The Tk’emlups te Secwepec First Nation has said ground-penetrating radar detected what are believed to be the remains of 215 Indigenous children at the Kamloops Indian Residential School site.

#Indigenous leaders are frustrated and disappointed by the lack of apology from #PopeFrancis. #ResidentialSchools #cdnpoli

"We are all pained and saddened. We know that," said Cameron. "Now it’s time to apologize."

Cameron said the discovery in Kamloops has reopened wounds for many people in the 74 Saskatchewan First Nations he represents.

Cameron said a sincere apology from the Pope and a commitment to keep records of the church-run schools would help survivors and their families find healing.

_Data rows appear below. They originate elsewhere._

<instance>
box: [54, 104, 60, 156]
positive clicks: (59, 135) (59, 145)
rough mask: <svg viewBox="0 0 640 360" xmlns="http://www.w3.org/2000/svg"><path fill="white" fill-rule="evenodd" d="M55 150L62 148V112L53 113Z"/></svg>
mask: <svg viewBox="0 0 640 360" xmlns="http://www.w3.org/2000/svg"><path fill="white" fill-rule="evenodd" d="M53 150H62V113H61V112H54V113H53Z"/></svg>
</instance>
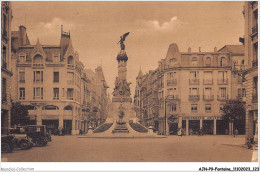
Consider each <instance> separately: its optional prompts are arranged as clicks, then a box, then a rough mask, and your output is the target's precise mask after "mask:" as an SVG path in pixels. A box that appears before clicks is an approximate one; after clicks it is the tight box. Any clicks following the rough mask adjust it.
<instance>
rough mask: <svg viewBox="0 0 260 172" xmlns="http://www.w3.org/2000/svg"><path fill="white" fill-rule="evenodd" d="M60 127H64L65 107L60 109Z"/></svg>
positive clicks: (59, 120) (59, 110) (59, 118)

The Saskatchewan chief said many of the people he represents don't like using the term residential schools because it doesn't grasp the horrific experience many had inside their walls.

"To many survivors and their families, they were institutions of torture, abuse and death."

Some 150,000 First Nations, Metis and Inuit children were forced to go to the schools, which operated for more than 120 years in Canada. More than 60 per cent of residential schools were run by the Catholic Church.

Prime Minister Justin Trudeau has urged the church to take responsibility for its role in residential schools. He also asked that it release records on the schools.

Trudeau personally asked the Pope in 2017 to consider an apology for the institution's part in the government-sponsored, church-run schools for Indigenous children.

A delegation of First Nations leaders and residential school survivors met with former pope Benedict in 2009. He expressed his sorrow and “personal anguish" but never apologized.

The Truth and Reconciliation Commission's final report included a call for the Pope to issue an apology "for the Roman Catholic Church’s role in the spiritual, cultural, emotional, physical, and sexual abuse of First Nations, Inuit, and Métis children in Catholic-run residential schools." The commission urged that the apology be delivered in Canada within a year of the report, which was in 2015.

Arlen Dumas, grand chief of the Assembly of Manitoba Chiefs, said the role of top leaders in the Catholic Church is implicit in what happened when they refuse to acknowledge the schools.

"The reality is these things happened and happened under the auspice of the church," Dumas said.

He said the recent lack of an apology was particularly hurtful given Pope Francis' cultivated image based on humbleness and humility.

"It makes me more critical as to how the Bible says one thing, but the law of man dictates another direction," Dumas said in Winnipeg. "It’s very problematic."

Dumas, a member of the Mathias Colomb Cree Nation, was raised in Pukatawagan in remote northwestern Manitoba.

He said there were only whispers while he was growing up about what was happening at nearby residential schools, because there was fear about speaking out.

Now, he said, there's no denying what happened.

The Pope's continued refusal to recognize the harms that were done is an insult to Indigenous people, he said.

"A meaningful apology would help facilitate a path to healing."